Whether or not one believes Tara Reade, one of his accusers whose account in the NYT gained coverage before the election, it is undeniable that her story was not covered with the same fairness, ferocity, or frequency as allegations made against Trump in the same era. Democratic party leaders equivocated when asked about accusations against Biden, and all fell short of their once made promise to ‘believe women.’
The greater question is where the Democratic party draws the line in regards to #MeToo, and what it will take for survivors of sexual violence to be believed. Cuomo seems to have crossed that line after being investigated, but Biden, and many other men in the Democratic party, have been able to get off the hook for decades.
It is impossible to predict how the party apparatus will react to future accusations of sexual misconduct levied against prominent Democrats. Perhaps the widespread condemnation of Cuomo signals a new precedent within the party, where abhorrent behavior will roundly be condemned; more likely, though, it represents the exception -- not the rule -- of a situation becoming politically untenable and forcing the party’s hand.

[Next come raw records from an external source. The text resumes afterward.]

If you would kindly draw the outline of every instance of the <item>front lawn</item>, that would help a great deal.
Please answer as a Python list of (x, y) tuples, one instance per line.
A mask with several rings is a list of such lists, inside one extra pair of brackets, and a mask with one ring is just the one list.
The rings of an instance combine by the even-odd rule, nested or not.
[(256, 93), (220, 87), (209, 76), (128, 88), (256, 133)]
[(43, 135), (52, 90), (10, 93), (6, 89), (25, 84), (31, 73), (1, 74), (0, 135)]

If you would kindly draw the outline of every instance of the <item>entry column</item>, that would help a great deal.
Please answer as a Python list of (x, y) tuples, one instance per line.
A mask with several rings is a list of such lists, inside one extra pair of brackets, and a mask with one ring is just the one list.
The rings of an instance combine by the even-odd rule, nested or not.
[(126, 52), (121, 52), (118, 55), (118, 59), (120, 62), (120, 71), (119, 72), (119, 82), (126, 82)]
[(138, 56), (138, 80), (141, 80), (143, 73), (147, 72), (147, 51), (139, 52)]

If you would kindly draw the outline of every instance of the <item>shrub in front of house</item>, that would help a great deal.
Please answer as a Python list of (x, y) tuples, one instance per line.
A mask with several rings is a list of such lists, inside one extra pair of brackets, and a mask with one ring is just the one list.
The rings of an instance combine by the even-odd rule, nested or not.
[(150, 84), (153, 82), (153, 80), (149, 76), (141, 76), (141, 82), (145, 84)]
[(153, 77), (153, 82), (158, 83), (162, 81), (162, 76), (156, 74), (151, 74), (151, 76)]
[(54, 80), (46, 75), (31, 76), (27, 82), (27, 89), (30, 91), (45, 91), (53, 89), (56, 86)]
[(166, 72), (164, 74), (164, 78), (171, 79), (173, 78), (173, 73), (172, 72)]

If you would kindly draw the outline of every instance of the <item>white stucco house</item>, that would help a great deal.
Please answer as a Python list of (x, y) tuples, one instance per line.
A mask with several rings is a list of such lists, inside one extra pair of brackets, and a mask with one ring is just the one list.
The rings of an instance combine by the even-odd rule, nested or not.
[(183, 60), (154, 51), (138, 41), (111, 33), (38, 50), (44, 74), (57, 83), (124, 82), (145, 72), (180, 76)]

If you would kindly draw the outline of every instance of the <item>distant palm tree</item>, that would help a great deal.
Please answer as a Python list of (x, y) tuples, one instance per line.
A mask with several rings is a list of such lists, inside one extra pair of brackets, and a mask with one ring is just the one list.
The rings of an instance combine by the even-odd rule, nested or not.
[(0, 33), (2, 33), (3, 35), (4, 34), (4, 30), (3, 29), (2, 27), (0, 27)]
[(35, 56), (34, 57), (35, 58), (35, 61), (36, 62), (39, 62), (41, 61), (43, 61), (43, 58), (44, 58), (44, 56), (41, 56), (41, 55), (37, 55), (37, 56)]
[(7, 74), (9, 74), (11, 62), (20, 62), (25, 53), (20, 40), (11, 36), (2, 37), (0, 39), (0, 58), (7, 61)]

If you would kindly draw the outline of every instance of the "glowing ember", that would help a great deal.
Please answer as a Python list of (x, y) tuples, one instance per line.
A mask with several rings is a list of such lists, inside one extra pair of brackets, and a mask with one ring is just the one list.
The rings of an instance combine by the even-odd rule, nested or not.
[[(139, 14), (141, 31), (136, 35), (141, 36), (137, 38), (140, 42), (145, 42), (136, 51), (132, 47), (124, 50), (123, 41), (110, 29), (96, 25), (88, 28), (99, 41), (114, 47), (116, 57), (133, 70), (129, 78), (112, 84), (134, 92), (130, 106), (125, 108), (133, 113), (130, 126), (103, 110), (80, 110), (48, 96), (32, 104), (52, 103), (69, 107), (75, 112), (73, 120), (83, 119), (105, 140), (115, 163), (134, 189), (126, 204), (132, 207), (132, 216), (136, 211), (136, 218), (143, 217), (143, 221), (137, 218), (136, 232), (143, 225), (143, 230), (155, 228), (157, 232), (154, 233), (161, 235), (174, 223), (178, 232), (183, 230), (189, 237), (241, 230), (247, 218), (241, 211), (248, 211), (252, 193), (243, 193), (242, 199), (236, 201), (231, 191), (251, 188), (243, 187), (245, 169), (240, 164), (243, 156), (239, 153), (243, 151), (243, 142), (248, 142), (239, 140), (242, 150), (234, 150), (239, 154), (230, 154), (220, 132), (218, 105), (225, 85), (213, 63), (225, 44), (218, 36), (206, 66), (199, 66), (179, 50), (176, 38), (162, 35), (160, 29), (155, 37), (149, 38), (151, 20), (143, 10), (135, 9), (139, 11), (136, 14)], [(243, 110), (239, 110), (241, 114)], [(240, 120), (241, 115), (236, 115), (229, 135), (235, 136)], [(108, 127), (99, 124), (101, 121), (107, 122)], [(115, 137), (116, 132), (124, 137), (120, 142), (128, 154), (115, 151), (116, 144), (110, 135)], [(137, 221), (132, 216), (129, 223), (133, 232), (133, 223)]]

But the Cuomo saga can still be a roadmap for those within the party who, unlike much of the party’s leadership, have no tolerance for sexual misconduct whether the scandal is politically renewable or not. Cuomo’s fall illustrates a crucial missing ingredient in the cases of other accused Democrats: institutional power. If the same report had been issued by New York Times reporters, and not the Attorney General, it's doubtful that resignation would be on the table. Media scrutiny and legal authority can reveal the truth equally as much. The lesson for the Democrats without tolerance for misbehavior is simple: If party leadership is only willing to view abhorrent behavior in terms of political viability, institutional power must be co-opted to run that viability into the ground.